Search code examples
hdf5pytables

Removing a table does not free disk space in pytables


I have a table in pytables created as follows:

import tables as tb
import random
import time
h5f = tb.open_file('enum.h5', 'w')
class BallExt(tb.IsDescription): 
    ballTime = tb.Time32Col() 
    ballColor = tb.Int64Col()
tbl = h5f.create_table('/', 'df', BallExt)
now = time.time()
row = tbl.row
for i in range(10000): 
    row['ballTime'] = now + i 
    row['ballColor'] = int(random.choice([1,2,3,4,5]))  # take note of this 
    row.append()
tbl.flush()
h5f.close()

The file size of this database in disk is shown as 133KB.

Now when I try to delete the table, everything works as expected (and the final file size is around 1KB).

h5f = tb.open_file('enum.h5', 'a')
tbl = h5f.root.df
tbl.remove()
h5f.flush()
h5f.close()

However, if I copy part of this table to a new table and delete the original table, the file size seems to increase (to 263KB). It looks like the only some reference is deleted and data is still present in disk.

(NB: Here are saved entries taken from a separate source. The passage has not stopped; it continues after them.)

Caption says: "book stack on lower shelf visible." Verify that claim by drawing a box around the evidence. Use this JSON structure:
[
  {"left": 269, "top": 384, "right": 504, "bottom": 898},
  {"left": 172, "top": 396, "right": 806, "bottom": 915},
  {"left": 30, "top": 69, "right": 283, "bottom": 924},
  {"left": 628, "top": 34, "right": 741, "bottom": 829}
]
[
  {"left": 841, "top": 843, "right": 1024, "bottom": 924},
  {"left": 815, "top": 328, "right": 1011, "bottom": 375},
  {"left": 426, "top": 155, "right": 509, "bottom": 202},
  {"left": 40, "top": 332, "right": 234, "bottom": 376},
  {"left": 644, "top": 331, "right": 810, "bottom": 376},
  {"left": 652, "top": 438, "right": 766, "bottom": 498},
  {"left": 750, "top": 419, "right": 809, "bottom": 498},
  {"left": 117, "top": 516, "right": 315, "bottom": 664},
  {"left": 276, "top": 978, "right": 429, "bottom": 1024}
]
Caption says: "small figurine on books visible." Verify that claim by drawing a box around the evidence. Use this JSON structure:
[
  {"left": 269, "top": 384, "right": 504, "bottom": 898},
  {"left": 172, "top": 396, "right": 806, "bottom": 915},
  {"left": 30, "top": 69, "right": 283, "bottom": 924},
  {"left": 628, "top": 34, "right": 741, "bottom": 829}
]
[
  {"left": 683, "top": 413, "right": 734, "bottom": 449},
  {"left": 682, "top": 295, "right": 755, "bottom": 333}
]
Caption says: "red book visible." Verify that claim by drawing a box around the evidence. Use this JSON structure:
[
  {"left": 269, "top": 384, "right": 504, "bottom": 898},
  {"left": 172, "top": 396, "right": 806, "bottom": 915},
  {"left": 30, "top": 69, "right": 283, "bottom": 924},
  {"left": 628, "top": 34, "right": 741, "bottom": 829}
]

h5f = tb.open_file('enum.h5', 'a')
tbl = h5f.root.df
new_tbl = h5f.create_table('/', 'df2', BallExt)
tbl.append_where(new_tbl, '(ballColor >= 3)')
tbl.remove()
h5f.flush()
h5f.close()

Is this expected? If so, is there a way to delete tbl as well as free the disk space occupied by the table? (I am using pytables==3.6.1)


Solution

  • Yes, that behavior is expected. Take a look at this answer to see more detailed example of the same behavior: How does HDF handle the space freed by deleted datasets without repacking. Note that the space will be reclaimed/reused if you add new datasets.

    To reclaim the unused space in the file, you have to use a command line utility. There are 2 choices: ptrepack and h5repack: Both are used for a number of external file operations. To reduce file size after object deletion, create a new file from the old one as shown below:

    • ptrepack utility delivered with PyTables.
      • Reference here: PyTables ptrepack doc
      • Example: ptrepack file1.h5 file2.h5 (creates file2.h5 from file1.h5)
    • h5repack utility from The HDF Group.
      • Reference here: HDF5 h5repack doc
      • Example: h5repack [OPTIONS] file1.h5 file2.h5 (creates file2.h5 from file1.h5)

    Both have options to use a different compression method when creating the new file, so are also handy if you want to convert from compressed to uncompressed (or vice versa)